After years of putting it off, I finally decided to share my story as an autism momma. If this is your first time reading, start here. Unfortunately with a server crash last week, all of my comments were lost from the last six weeks. :( I am most sad about that for this series. The comments have been amaaaaazing! Thank you! I’d love to hear more from you, comment away or email me.
….back in the day when Josh and I were dating (loooong ago)….we talked all about what our kids would be like. We both envisioned six kids, each two years apart. That was obviously well before we had one.
After we had JJ, we knew we would have more. Julia arrived, perfectly timed- two years and two weeks after J. But after Julia came and autism came into our every day vocabulary, I seriously questioned whether we would be able to have even one more child.

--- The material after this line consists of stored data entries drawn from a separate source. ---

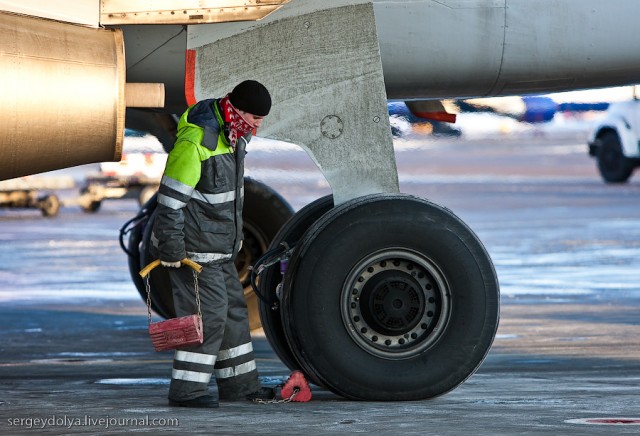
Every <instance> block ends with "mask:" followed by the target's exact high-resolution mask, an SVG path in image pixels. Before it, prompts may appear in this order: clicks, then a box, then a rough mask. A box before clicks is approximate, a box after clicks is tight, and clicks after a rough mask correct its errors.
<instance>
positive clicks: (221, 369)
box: [216, 360, 256, 378]
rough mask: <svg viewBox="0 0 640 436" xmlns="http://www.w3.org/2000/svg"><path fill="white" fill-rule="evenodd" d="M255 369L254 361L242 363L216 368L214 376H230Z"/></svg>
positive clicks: (223, 377) (224, 377)
mask: <svg viewBox="0 0 640 436" xmlns="http://www.w3.org/2000/svg"><path fill="white" fill-rule="evenodd" d="M255 369H256V361H255V360H252V361H251V362H247V363H242V364H240V365H238V366H234V367H231V368H223V369H216V378H231V377H235V376H238V375H242V374H246V373H248V372H251V371H253V370H255Z"/></svg>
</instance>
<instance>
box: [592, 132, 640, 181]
mask: <svg viewBox="0 0 640 436" xmlns="http://www.w3.org/2000/svg"><path fill="white" fill-rule="evenodd" d="M600 141H601V145H600V149H599V150H598V156H597V158H598V171H599V172H600V176H601V177H602V179H603V180H604V181H605V182H607V183H626V182H627V181H628V180H629V178H630V177H631V173H632V172H633V169H634V164H633V162H632V161H631V160H630V159H629V158H627V157H626V156H625V155H624V153H623V152H622V145H621V144H620V138H618V134H617V133H616V132H612V131H608V132H605V133H604V134H603V135H602V138H600Z"/></svg>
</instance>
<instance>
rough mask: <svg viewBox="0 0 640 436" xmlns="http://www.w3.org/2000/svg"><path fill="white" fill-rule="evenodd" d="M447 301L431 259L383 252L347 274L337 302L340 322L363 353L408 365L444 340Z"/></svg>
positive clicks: (447, 312) (448, 287) (412, 252)
mask: <svg viewBox="0 0 640 436" xmlns="http://www.w3.org/2000/svg"><path fill="white" fill-rule="evenodd" d="M449 295H450V292H449V286H448V285H447V282H446V280H445V278H444V275H443V274H442V272H441V271H440V269H439V268H438V267H437V266H436V265H435V264H434V263H433V262H432V261H431V260H430V259H428V258H427V257H425V256H424V255H422V254H420V253H417V252H414V251H411V250H407V249H402V248H395V249H387V250H382V251H378V252H375V253H372V254H371V255H369V256H367V257H365V258H364V259H362V260H361V261H360V262H358V264H357V265H356V266H355V267H354V268H353V269H352V270H351V272H350V273H349V275H348V277H347V280H346V281H345V283H344V286H343V288H342V293H341V299H340V302H341V311H342V320H343V323H344V325H345V327H346V330H347V331H348V332H349V335H351V337H352V338H353V340H354V341H355V342H356V344H358V346H360V348H362V349H363V350H365V351H366V352H368V353H370V354H372V355H374V356H376V357H381V358H385V359H407V358H410V357H413V356H415V355H418V354H420V353H422V352H423V351H424V350H426V349H428V348H429V347H431V346H432V345H433V344H434V343H436V342H437V340H438V339H439V338H440V337H441V336H442V334H443V332H444V331H445V326H446V324H447V322H448V319H449V315H450V311H451V308H450V304H449Z"/></svg>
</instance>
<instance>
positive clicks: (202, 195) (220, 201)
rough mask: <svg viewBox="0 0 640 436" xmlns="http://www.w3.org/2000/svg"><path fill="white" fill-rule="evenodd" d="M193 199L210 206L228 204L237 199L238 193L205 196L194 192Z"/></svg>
mask: <svg viewBox="0 0 640 436" xmlns="http://www.w3.org/2000/svg"><path fill="white" fill-rule="evenodd" d="M191 198H193V199H196V200H200V201H204V202H205V203H209V204H220V203H227V202H229V201H233V200H235V199H236V191H228V192H222V193H220V194H203V193H202V192H200V191H193V194H191Z"/></svg>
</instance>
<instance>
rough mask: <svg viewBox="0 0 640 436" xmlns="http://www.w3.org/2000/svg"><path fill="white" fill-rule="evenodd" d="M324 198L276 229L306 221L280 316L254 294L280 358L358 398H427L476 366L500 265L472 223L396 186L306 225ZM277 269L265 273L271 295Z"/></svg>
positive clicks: (298, 224) (270, 338)
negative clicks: (492, 254) (259, 299)
mask: <svg viewBox="0 0 640 436" xmlns="http://www.w3.org/2000/svg"><path fill="white" fill-rule="evenodd" d="M326 206H327V203H326V200H324V202H323V201H322V199H321V200H319V202H316V204H315V206H313V207H312V208H311V209H309V210H307V212H306V217H302V218H298V219H297V223H295V222H296V217H297V215H296V217H294V218H293V219H292V220H291V221H290V222H289V223H288V225H287V226H285V228H283V229H282V230H281V235H279V236H277V237H276V238H275V239H274V244H277V243H278V239H282V240H287V237H288V236H291V235H293V234H295V233H300V231H301V230H302V231H304V230H305V228H306V229H307V230H306V231H305V232H304V235H303V236H302V237H301V239H300V241H299V242H298V244H297V245H296V247H295V249H294V251H293V253H292V256H291V258H290V259H289V263H288V268H287V271H286V274H285V276H284V281H283V285H284V286H283V289H282V297H281V299H280V300H279V303H280V308H279V313H280V320H279V321H280V323H278V322H277V321H278V320H276V319H274V316H273V314H274V312H277V311H274V310H273V309H272V308H269V307H264V306H263V303H261V311H260V314H261V319H262V322H263V326H265V332H266V333H267V337H268V338H269V340H270V342H271V343H272V345H273V346H274V349H275V350H276V352H277V353H278V355H279V356H280V358H281V359H282V360H283V361H284V362H285V363H286V364H287V365H288V366H289V367H291V368H292V369H293V368H302V369H303V370H304V372H305V373H306V374H307V375H308V376H309V377H310V379H311V380H312V381H313V382H314V383H316V384H320V385H323V386H326V387H327V388H329V389H330V390H332V391H333V392H335V393H337V394H339V395H342V396H344V397H346V398H351V399H358V400H374V401H380V400H419V399H425V398H432V397H435V396H438V395H441V394H443V393H445V392H448V391H450V390H452V389H453V388H455V387H456V386H458V385H459V384H460V383H462V382H463V381H464V380H466V379H467V378H468V377H469V376H471V375H472V374H473V373H474V372H475V371H476V369H477V368H478V367H479V366H480V364H481V363H482V361H483V360H484V358H485V356H486V354H487V353H488V351H489V348H490V346H491V343H492V342H493V338H494V336H495V332H496V329H497V327H498V318H499V289H498V281H497V277H496V273H495V270H494V268H493V265H492V263H491V259H490V258H489V256H488V254H487V252H486V251H485V249H484V247H483V246H482V244H481V242H480V241H479V239H478V238H477V237H476V236H475V234H474V233H473V232H472V231H471V230H470V229H469V227H467V226H466V225H465V224H464V223H463V222H462V221H461V220H460V219H459V218H457V217H456V216H455V215H454V214H453V213H451V212H450V211H449V210H447V209H445V208H443V207H440V206H438V205H435V204H433V203H431V202H429V201H426V200H422V199H419V198H415V197H411V196H408V195H403V194H376V195H369V196H365V197H360V198H356V199H354V200H351V201H349V202H346V203H344V204H341V205H339V206H337V207H336V208H333V209H331V210H330V211H329V212H327V213H325V214H324V215H322V216H321V217H320V218H319V219H318V220H317V221H315V222H313V223H311V224H309V221H310V220H311V217H312V216H313V215H317V214H318V213H320V212H321V211H323V210H324V209H325V208H326ZM273 269H277V268H276V267H271V270H270V271H269V272H265V274H266V275H265V276H264V280H262V281H261V290H262V292H263V293H268V295H270V296H271V297H272V298H273V297H274V296H275V294H274V292H275V289H274V284H277V283H276V280H274V274H275V272H274V271H273ZM277 274H278V275H279V274H280V272H279V270H278V271H277ZM274 344H275V345H274Z"/></svg>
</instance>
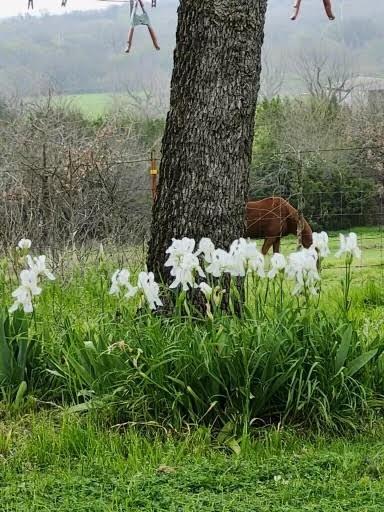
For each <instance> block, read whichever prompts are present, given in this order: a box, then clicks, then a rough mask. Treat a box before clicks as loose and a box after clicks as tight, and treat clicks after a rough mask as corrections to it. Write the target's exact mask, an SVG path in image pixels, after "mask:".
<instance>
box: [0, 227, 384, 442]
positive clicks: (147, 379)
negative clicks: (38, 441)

As J got older and therapy and school became a daily routine, we started talking more and more about having another baby. I was very reluctant. Josh, not so much. Still, what comes naturally to a lot of families, was a huge struggle for us. I felt like we were running out of time as Julia was almost four. We never wanted to have a big age gap. But someone had other plans. ;)
Eventually we decided to take a leap of faith and have another baby. And even though I was excited, I was still really nervous.
Nine months later we welcomed a screaming baby boy into our family. Though it definitely took some time to adjust, (I think three is an adjustment for everyone) we settled in as a family of five.
Now thinking of life without our baby (who will be five in a couple months) seems impossible. He fits the baby role so perfectly. He’s hilarious, fun, smart, and four going on fourteen. Drew brings something different to our family that was missing. All three of my kids brings joy to my life in ways I never imagined. Our family of five is complete.